January 14, 2007

"He will cease to reap benefits..."

Sunday thoughts...

As unbelievers deny Revelation more decisively, as they put their denial into more consistent practice, it will become the more evident what it really means to be a Christian. At the same time, the unbeliever will emerge from the fogs of secularism. He will cease to reap benefit from the values and forces developed by the very Revelation he denies. He must learn to exist honestly without Christ and without the God revealed through Him; he will have to leam to experience what this honestly means. Nietzsche had already warned us that the non-Christian of the modern world had no realization of what it truly meant to be without Christ. The last decades [the two world wars] have suggested what life without Christ really is. The last decades were only the beginning...
-- Romano Guardini, from
The End of the Modern World

Part of what Guardini is saying (I'm ignoring a lot here) is that people have been coasting. Running on the spiritual and moral capital stored up by our ancestors, and not refilling that tank. Stored up by our Christian and Jewish ancestors. There's gonna be wailing and gnashing aplenty when the time comes to get out and push. Which it already has, I think.
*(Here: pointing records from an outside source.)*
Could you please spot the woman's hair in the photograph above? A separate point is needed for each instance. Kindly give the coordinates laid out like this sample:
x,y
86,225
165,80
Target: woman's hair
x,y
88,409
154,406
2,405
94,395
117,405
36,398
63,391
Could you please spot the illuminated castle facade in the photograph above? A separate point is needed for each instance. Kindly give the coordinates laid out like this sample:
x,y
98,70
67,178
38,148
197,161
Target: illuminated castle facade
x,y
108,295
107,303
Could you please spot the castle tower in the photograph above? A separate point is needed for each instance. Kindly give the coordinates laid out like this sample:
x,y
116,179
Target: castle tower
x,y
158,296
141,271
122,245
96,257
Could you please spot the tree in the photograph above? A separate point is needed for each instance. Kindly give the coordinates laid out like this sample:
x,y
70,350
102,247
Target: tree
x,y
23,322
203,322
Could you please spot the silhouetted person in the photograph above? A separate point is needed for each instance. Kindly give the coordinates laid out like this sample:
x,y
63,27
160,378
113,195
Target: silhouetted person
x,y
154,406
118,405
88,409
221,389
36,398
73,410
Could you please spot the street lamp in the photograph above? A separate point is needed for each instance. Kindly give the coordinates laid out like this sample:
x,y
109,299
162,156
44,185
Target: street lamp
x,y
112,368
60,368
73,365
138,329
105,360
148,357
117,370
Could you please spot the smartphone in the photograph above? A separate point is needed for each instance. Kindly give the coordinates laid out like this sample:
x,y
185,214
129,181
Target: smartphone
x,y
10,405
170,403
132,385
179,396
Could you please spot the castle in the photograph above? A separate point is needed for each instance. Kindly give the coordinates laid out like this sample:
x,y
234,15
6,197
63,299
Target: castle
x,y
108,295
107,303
I tend to be out of sync with the rest of the world. One of the ways I'm odd is that I am fascinated (and horrified) by the speed at which we are being flung into a unknown future. And especially by the way we are not thinking and worrying about this. When I was younger there was a best-selling book called Future Shock, about how fast things were changing, and how our overloaded brains were just going to explode. But what shocks me is that we are NOT shocked by this, at least not most of us. (Or possibly we have already been shocked into a state of denial.) Each new technology that comes along changes our societies, often drastically. Yet people seem to assume that we will all remain the same, and merely get to have more fun using cool new toys.
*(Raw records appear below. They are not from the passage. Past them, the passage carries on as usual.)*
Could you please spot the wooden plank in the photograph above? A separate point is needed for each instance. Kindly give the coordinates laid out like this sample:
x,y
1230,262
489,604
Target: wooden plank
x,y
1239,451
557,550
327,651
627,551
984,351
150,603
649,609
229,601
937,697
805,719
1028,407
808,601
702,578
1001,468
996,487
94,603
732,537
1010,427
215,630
To me this is just insane. The new toys are changing us before our eyes, yet people yawn when I bring this up.

And we don't know what effects the changes will have until it's too late to do much. European demographic collapse is, of course, my favorite example. Europe and the developed world sailed into uncharted territory after WWII. They achieved prosperity for most of their people. Plus unprecedented levels of welfare, and easy availability of contraception. Plus steep decline in Christian worship. Now we see that the result is the probable destruction of an ancient civilization. It's happening before our eyes, and yet one still can't get most people interested in the subject.
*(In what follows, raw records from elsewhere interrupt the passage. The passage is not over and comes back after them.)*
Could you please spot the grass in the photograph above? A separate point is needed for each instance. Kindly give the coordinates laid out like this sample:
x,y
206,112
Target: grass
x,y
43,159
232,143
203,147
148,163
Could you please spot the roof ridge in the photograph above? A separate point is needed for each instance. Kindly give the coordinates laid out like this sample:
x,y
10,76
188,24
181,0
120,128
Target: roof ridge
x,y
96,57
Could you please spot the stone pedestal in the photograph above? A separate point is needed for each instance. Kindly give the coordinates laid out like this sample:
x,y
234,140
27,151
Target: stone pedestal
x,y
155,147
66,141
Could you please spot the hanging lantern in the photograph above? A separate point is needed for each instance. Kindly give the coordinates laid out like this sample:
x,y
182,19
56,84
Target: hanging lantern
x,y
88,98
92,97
And even more important and scary, you can't get them interested in what's coming next!

For example, Libertarian and futurismo bloggers look forward eagerly to life extension. And they somehow seem to think that it won't change them. That they will merely have more time for doing the same old stuff. And they think that coming generations will be just like them. That they will think like them! Sorry, that's crazy. We don't know how we will think and believe when such changes have happened, but for sure we will be different. We will hardly recognize our descendants. To me our world is like living in a science fiction story in which we are all being shoved into time machines and sent forward...in time....to what? We don't know. It seems to me that filling our pockets with useful tools ought to be our top priority! And I mean philosophical tools of course. Things that will provide mental solidity and balance when we pop out into a strange world without familiar mental landmarks. but I seem to be alone here.